Been Here a Week Today

We arrived in Nauvoo a week ago today.  We're pretty well settled in.  It is spring here today.  It is 10 a.m. and 55 degrees.  I have the back door open and there are so many birds singing in the backyard. I just heard one I didn't recognize and got up to look.  It was a bluejay; not the kind we have at home but the one you see in pictures; really blue with a peak (comb?) on the top of his head.  I've learned to recognize the cardinals song and we see them everyday now.  The squirrels are running all over too.  Things are waking up.  I put a bird feeder outside our window and a chickadee came to it this morning.  I told President Kirkham I would like to serve a couple of days a week with NRI (Nauvoo Restoration Inc.) weeding, and planting.  He said they are going to need people to do that soon. 

The corn bugs are thriving, especially in the upper floor of our home.  I kill at least twenty every day.  I don't know if its just the time of year or if we will always have them, or even where they're coming from.  They're easy to catch but I'm sick of them. 

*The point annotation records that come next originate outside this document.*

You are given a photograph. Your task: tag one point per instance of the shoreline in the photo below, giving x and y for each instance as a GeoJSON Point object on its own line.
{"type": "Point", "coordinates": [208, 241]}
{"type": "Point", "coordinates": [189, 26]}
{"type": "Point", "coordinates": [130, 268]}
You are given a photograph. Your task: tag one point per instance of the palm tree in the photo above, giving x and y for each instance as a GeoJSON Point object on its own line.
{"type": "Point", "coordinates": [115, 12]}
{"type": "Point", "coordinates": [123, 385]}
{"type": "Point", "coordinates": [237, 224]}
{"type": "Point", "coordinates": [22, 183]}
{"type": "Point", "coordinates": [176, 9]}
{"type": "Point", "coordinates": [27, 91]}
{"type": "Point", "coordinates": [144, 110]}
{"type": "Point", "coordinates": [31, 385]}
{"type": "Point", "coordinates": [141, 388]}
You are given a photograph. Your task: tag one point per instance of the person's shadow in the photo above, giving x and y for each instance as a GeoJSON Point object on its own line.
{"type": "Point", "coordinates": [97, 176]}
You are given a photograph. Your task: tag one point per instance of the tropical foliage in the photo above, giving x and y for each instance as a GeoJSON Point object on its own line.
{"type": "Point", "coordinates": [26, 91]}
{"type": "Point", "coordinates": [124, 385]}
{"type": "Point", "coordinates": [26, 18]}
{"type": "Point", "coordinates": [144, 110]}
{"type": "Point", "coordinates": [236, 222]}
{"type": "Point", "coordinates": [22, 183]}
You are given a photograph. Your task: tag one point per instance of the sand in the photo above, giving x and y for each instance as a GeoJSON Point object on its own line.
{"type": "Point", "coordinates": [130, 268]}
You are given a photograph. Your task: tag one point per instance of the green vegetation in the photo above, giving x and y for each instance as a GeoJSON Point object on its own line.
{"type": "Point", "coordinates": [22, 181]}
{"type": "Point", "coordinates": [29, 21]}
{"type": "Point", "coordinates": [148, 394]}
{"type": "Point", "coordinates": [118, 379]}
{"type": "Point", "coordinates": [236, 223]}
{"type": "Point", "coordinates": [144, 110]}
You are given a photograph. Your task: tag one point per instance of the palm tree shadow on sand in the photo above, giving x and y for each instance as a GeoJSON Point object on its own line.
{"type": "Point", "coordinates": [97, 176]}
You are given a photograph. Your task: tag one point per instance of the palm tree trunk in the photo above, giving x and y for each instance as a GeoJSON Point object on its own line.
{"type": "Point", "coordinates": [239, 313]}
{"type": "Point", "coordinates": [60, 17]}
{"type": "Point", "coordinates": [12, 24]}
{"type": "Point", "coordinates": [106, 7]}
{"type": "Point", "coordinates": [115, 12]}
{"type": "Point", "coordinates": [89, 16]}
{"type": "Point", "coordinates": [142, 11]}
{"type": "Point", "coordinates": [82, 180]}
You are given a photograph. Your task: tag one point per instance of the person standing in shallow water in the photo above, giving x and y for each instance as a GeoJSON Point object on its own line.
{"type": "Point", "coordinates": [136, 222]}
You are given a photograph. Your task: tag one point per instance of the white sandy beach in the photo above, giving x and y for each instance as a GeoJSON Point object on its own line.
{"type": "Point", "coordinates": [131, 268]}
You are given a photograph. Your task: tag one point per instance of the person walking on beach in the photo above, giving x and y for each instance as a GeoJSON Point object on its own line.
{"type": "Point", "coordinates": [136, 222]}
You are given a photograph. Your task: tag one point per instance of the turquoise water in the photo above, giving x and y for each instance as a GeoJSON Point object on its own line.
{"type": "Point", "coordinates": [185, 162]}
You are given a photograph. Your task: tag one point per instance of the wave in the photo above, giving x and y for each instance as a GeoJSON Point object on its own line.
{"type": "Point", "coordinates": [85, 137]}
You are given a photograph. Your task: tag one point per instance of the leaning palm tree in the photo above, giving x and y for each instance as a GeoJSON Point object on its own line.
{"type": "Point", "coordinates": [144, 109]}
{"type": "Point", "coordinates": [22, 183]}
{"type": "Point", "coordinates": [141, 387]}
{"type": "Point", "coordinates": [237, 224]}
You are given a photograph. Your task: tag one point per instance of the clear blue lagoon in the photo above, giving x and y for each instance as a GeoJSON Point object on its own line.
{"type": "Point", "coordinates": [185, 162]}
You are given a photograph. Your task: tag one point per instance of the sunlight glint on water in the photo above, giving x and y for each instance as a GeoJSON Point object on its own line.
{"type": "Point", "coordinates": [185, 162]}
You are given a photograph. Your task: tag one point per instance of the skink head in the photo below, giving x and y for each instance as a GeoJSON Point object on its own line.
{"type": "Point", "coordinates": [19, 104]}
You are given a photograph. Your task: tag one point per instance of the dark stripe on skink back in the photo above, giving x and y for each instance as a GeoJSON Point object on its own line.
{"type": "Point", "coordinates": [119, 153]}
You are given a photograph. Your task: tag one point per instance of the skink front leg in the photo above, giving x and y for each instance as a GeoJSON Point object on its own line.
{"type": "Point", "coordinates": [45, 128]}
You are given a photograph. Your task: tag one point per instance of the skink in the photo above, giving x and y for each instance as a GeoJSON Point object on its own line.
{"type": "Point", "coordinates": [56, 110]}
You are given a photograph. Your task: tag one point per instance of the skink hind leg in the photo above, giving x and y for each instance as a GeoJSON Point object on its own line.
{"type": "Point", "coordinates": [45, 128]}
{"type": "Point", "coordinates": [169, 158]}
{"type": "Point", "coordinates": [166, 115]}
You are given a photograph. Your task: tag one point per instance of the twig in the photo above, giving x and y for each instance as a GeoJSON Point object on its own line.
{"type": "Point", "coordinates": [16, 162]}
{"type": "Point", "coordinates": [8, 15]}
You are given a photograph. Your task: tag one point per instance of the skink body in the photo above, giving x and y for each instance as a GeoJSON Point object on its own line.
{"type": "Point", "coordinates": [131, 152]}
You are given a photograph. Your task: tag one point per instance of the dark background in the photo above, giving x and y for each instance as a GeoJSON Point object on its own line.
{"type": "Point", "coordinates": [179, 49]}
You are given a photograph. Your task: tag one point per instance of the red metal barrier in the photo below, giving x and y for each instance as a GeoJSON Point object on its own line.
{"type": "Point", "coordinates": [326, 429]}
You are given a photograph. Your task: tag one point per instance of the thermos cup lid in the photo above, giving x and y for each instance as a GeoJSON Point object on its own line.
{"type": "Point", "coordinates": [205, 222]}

Poppa is serving in the blacksmith shop today and I am going to the cultural hall.  I served in the Brigham Young Home two days this week.  I am so impressed by the faith that these people had to follow the prophet and leave their homes here to head West.  There's a line in Rendezvous (the nightly program in the Cultural Hall) that says "The Lord has provided for our rescue.  Our safety lies in the Rocky Mountains".  Joseph Smith and Brigham Young knew through revelation where to take the people so they would be safe from the mobs.  We have a living prophet today who guides us through revelation and we can be safe from the confusing and sometimes dangerous influences around us if we follow his direction.  What a blessing that is for us.  Love you all.  Be good.  We miss you.  Grandma Jann

1 comment:

  1. I can tell you are already starting to find yourself intoxicated by the midwestern beauty -- I can still hear the liquid, curling calls of the cardinals that sat outside our doors when we lived in Iowa.